Claro que não, querido, mas vi as figuras. E quero experimentar contigo, agora. Vamos fazer “a mochila”?

–  Caramba! Mas para onde? De repente lembraste-te das férias?

Eu estava mesmo à espera de algo assim.

Não querido, eu mostro-te. Olha…

E coloquei-me de acordo com o manual. O efeito foi imediato. Veio para mim com a respiração acelerada e foi então que lhe desferi o golpe esperado:

Espera, Pedro. Lembrei-me agora que a Sónia me disse que tu não gostas de o fazer assim.

O Pedro ficou mudo. Senti as mãos dele imobilizadas nos meus quadris e afrouxando a pressão. Durante não sei quanto tempo pesou o silêncio e eu aproveitei para me vestir enquanto ele permanecia naquela figura ridícula como uma estátua e de olhos baixos. Ele percebera que eu sabia. Não adiantava mentir.

Só que hoje não sei se ela te pode ajudar, pois o Sandro decidiu reconquistá-la e como ainda não regressou a casa, deve estar a resultar, ah ah ah ah!

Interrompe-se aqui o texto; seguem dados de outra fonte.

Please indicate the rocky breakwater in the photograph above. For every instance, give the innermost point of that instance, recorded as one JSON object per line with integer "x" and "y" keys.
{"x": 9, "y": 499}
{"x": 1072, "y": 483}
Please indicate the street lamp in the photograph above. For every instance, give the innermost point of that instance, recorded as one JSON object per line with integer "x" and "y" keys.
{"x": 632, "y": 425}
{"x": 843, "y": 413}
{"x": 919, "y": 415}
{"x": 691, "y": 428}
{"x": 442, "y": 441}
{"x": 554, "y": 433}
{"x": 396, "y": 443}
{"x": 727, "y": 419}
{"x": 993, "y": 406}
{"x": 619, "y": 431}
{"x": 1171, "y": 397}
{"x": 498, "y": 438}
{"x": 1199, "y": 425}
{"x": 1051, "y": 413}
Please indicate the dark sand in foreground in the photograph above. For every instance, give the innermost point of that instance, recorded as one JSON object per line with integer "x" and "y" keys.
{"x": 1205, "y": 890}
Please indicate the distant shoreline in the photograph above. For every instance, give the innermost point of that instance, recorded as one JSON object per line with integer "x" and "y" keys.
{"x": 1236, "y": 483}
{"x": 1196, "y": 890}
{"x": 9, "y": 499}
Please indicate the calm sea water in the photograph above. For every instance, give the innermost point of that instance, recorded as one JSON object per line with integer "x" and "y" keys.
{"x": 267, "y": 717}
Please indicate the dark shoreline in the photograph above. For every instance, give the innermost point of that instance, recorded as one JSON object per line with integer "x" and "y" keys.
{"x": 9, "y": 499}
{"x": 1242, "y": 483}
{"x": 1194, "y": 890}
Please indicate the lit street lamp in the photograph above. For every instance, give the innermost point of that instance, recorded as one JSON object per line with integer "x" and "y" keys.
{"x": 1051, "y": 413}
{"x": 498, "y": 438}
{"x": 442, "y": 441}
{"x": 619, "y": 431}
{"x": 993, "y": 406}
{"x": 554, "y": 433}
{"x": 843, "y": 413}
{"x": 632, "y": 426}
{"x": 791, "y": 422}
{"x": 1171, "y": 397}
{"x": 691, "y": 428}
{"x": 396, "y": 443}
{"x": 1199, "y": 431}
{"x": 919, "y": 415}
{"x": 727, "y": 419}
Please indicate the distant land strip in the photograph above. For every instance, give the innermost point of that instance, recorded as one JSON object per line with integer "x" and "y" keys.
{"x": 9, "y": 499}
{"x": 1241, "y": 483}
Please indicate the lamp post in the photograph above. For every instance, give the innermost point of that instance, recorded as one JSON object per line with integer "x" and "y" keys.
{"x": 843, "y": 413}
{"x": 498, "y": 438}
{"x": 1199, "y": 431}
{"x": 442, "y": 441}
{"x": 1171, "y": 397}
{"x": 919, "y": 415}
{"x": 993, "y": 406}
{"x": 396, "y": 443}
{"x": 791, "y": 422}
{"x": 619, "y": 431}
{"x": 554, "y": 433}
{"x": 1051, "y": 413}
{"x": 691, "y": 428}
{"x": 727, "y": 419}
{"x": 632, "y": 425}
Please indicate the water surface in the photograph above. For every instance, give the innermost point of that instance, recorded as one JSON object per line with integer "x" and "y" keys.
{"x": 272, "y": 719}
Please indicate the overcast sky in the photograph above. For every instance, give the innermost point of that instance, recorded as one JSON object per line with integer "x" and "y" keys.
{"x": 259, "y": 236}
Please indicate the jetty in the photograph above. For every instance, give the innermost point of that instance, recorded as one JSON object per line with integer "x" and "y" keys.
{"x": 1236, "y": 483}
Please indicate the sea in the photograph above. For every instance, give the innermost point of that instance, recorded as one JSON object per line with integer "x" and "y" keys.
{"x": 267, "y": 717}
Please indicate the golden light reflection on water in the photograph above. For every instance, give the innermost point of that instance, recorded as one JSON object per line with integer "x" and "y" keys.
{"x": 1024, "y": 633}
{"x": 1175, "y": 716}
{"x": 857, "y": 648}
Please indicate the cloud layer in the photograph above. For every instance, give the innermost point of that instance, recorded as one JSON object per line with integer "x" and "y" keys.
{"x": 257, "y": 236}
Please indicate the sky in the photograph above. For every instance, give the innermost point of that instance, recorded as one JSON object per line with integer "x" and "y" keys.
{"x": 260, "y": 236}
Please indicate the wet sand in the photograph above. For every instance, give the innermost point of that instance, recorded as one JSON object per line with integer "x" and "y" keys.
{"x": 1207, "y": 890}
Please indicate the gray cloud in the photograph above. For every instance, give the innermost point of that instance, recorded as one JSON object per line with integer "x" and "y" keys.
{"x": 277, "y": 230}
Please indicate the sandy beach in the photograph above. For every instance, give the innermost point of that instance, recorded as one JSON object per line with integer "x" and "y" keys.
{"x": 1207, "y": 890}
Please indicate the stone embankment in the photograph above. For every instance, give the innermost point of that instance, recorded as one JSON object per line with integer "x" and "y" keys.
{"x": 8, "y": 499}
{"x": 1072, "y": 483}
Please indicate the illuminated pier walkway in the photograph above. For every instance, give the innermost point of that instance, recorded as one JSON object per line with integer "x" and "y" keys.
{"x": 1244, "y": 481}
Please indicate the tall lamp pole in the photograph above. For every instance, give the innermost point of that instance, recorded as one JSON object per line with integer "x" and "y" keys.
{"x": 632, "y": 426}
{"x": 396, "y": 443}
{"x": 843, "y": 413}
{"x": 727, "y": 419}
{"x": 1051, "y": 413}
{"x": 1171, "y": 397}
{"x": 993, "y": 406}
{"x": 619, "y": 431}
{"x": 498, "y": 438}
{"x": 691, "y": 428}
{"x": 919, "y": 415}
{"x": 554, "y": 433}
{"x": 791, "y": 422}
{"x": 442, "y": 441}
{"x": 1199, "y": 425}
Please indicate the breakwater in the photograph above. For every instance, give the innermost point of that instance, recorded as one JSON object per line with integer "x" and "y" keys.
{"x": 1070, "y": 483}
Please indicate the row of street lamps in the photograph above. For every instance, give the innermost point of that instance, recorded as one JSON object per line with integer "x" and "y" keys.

A minha gargalhada de puro gozo deve-lhe ter soado como uma bofetada. Enquanto eu começava a levantar a mesa, ignorando a sua presença, ele vestiu-se, sem nada dizer e dirigiu-se para a porta de saída. Antes de bater com ela só ouvi:

Obrigado pelo jantar.

E agora, querido Diário, vamos ver qual o efeito.